Faithless Pictures

9 February 2018–13 May 2018

National Gallery

Pictures today no longer serve to record reality. They make reality. The recent development in the technology and use of images have fundamentally changed the way we see the world and our sense of self.

We use pictures to create and control our image through social media. Image editing apps on our smart phones help us and our pictures to look better than ever. Many of us embrace this condition as self-empowering. We want our pictures to communicate strongly. Negligence with factual veracity is often the result.

Is truth dead?

Yet there remain some questions: If we cannot trust today’s digital images to convey knowledge or truth: Is truth dead? And what happens to originality, art and counterculture?

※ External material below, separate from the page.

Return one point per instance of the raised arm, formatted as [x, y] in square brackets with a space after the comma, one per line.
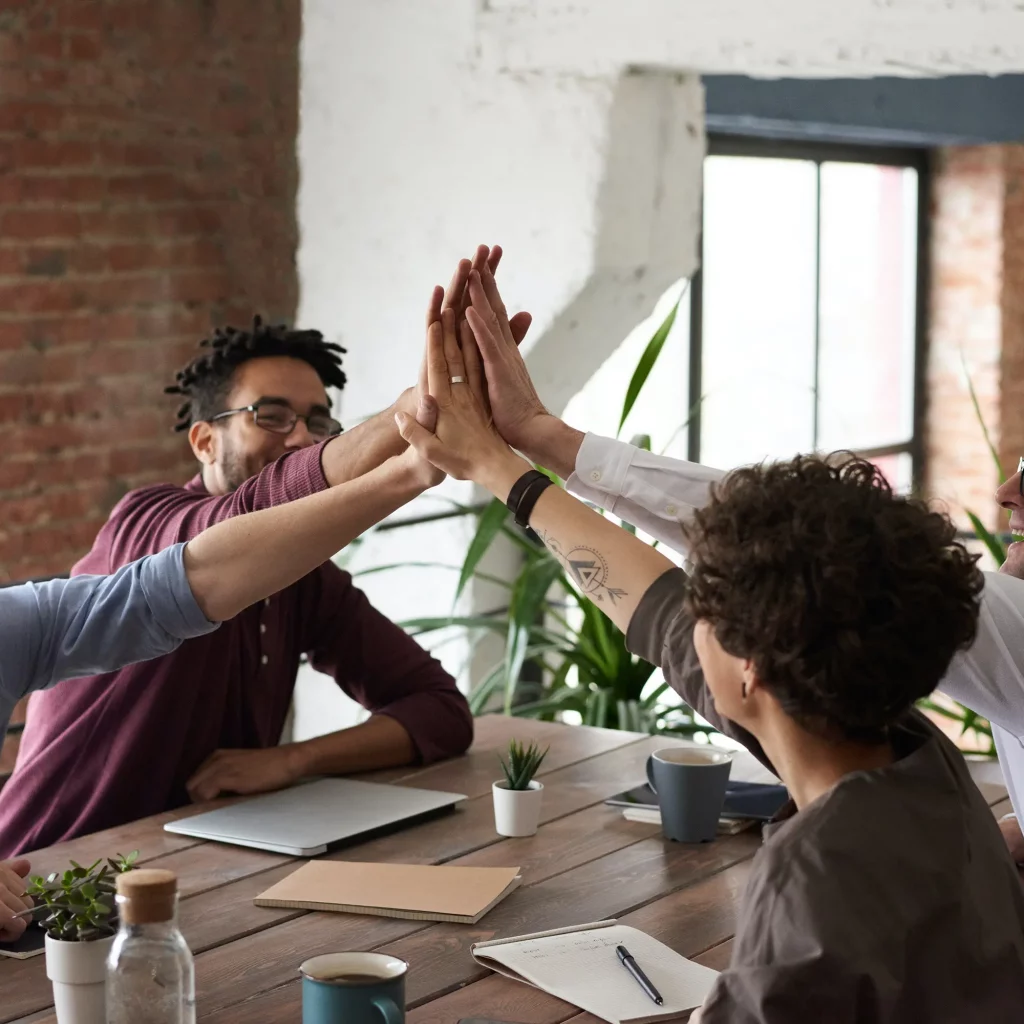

But most of all, how should we explore the huge quantity of visual images available to us? How find meaning at all? These are central questions that the artists in this exhibition address.

The Pictures Generation

The exhibition will show how artists today relate to the question of the image and what role art can play today. It will also trace the legacy of The Pictures Generation, the first art movement that explicitly took up these questions. They came of age in the late 1970s, when the media culture of movies, television, popular music and magazines was creating a stream of pictures.

They were among the first to address a world that is fatally attracted to images and illusion.

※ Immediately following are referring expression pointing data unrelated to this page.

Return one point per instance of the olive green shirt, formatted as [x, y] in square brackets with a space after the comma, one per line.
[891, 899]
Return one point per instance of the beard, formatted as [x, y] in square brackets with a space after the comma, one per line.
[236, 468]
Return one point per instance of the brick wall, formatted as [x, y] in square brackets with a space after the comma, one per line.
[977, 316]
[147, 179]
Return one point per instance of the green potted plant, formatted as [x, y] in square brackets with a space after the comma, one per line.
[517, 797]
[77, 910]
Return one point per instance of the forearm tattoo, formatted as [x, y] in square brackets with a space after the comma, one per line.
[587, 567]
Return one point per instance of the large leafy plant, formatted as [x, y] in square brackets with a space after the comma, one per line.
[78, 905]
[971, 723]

The exhibition will present over 40 artist's positions on the entire ground floor of the National Gallery. In addition there will be artistic interventions in our permanent collection show on the second floor.

Some of the participating artists in the show are: Mike Bouchet, Thomas Demand, Stan Douglas, Ida Ekblad, Harun Farocki,  Cyprien Gaillard, Isa Genzken, Jenny Holzer, Barbara  Kruger, Bernadette Corporation, Louise Lawler, Katja Novitskova, Trevor Paglen, Josephine Pryde, Richard Prince, Ed Ruscha, Cindy Sherman, John Baldessari, Rachel Harrison, Michel Majerus, Oliver Payne, Sean Snyder, Sturtevant, Alfredo Jaar, Hito Steyerl, Alex Israel and Vibeke Tandberg.